This is the same orthogonality, repackaged.

Generalization to period $T$. For a function periodic with period $T$, let $\omega_0 = 2\pi/T$ be the fundamental frequency. The Fourier series is:

$$f(t) = \sum_{n=-\infty}^{\infty} c_n e^{in\omega_0 t}, \qquad c_n = \frac{1}{T}\int_0^T f(t)e^{-in\omega_0 t} dt.$$

The frequencies present are $0, \pm\omega_0, \pm 2\omega_0, \pm 3\omega_0, \ldots$ - discrete multiples of the fundamental.


Section 7: The Fourier Transform for Non-Periodic Functions

What if the function is not periodic at all?

Consider a function with period $T$. As $T \to \infty$, the fundamental frequency $\omega_0 = 2\pi/T \to 0$, and the discrete frequencies $n\omega_0$ become densely packed.

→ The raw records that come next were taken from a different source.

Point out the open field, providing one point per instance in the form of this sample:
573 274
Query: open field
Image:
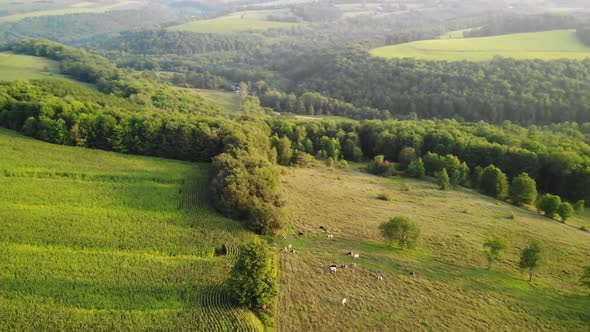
225 100
548 45
22 67
452 291
101 241
235 22
76 8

The sum $\sum c_n e^{in\omega_0 t}$ becomes an integral over a continuous variable $\omega$. Carrying through this limit precisely:

$$F(\omega) = \int_{-\infty}^{\infty} f(t) e^{-i\omega t} dt.$$

This is the Fourier transform of $f(t)$. The output $F(\omega)$ is a complex-valued function of frequency $\omega$.

The inverse: if you know $F(\omega)$, you can recover $f(t)$:

$$f(t) = \frac{1}{2\pi}\int_{-\infty}^{\infty} F(\omega) e^{i\omega t} d\omega.$$

The pair $(f, F)$ are Fourier transform partners. Each determines the other. $F(\omega)$ tells you how much of frequency $\omega$ is present in $f(t)$: specifically, $|F(\omega)|$ is the amplitude of the sinusoidal component at frequency $\omega$, and $\arg(F(\omega))$ is its phase.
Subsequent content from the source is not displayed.